Be aware of the very powerful schema-less data services in the cloud. They can help remove the need for data warehouses - e.g. multi-TB datasets - can be read, joined, queried and made to output daily reports within minutes, on temporary clusters, and that cost less than USD1000 per month. This is compared to the hundreds of thousands of USD for data warehouse licensing costs, plus the schema design time and ongoing DevOps they require.
Moving to serverless operations in the cloud frees up your people to deliver business services rather than spend days and days on administering data centers and the associated concerns that come with them.
Which other solutions did I evaluate?
I also looked at Azure and it was deemed less reliable than AWS as AWS has not had as many outages and uptime concerns as Azure has had of late. Azure Function Apps, Data Factory, Managed SQL.
Besides Azure, I looked at GCP and VMs, Cloud Functions, Speech-to-Text transcription, BigTable, and BigQuery.
What other advice do I have?
Empower your in-house people to start building and running their workloads in AWS.
Let them learn as they go.
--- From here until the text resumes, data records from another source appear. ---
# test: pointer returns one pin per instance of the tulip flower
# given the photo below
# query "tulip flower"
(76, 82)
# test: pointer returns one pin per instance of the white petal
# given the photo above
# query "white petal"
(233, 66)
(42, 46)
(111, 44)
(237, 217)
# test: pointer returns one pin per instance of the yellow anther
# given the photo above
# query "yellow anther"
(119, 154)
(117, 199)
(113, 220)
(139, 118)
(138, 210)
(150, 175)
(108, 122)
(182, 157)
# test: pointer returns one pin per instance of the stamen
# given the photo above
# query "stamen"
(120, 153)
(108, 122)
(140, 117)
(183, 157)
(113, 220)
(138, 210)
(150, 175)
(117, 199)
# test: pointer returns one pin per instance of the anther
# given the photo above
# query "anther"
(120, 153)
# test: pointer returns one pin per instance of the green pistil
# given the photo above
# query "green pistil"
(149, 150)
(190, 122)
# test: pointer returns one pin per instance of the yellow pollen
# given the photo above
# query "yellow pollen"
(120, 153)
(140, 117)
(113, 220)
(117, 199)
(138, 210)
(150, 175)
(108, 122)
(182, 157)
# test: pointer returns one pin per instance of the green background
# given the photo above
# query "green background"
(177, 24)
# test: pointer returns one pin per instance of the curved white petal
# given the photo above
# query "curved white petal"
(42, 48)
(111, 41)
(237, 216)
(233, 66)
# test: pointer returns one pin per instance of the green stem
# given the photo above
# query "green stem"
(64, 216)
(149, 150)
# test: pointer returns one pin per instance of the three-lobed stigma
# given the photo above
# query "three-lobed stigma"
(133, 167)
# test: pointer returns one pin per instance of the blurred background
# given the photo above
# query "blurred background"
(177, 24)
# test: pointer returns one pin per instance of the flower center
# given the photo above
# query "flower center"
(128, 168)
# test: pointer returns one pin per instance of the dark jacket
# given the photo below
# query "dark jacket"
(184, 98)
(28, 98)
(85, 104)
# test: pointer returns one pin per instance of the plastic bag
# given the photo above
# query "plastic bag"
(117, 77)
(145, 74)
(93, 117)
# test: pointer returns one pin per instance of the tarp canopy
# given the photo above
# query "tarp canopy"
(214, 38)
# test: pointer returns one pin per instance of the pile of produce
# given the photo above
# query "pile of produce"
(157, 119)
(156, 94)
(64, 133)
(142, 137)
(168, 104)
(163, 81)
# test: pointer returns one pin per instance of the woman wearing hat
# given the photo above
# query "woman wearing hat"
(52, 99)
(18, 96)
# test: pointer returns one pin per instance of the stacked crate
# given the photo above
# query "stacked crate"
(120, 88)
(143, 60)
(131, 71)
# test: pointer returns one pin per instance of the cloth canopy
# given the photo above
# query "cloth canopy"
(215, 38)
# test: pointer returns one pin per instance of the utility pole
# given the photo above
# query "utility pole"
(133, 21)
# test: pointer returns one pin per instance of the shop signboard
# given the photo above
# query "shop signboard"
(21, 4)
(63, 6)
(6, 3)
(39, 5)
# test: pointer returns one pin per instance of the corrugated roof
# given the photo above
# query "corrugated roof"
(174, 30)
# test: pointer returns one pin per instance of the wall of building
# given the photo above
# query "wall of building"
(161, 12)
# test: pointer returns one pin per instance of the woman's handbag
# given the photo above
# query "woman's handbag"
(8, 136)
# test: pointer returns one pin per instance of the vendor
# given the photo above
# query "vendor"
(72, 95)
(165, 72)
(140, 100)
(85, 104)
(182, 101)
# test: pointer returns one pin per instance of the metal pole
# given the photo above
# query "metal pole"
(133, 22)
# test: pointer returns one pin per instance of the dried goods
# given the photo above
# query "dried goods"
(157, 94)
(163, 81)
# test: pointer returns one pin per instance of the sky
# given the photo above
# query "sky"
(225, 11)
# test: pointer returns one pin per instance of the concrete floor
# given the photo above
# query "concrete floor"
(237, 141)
There are multiple online courses for a few dollars that can assist with specific, individual AWS services, as well as running through the AWS workshops.
Incentivize AWS certifications. Involve your tech people with business solution prototyping.
Tag your resources, name them well, and set budget thresholds. Assign people to tune the resources being used. Incentivize communications and publish the AWS services and features being used to deliver your business capabilities.
Which deployment model are you using for this solution?
Public Cloud
If public cloud, private cloud, or hybrid cloud, which cloud provider do you use?
Amazon Web Services (AWS)
Disclosure: I am a real user, and this review is based on my own experience and opinions.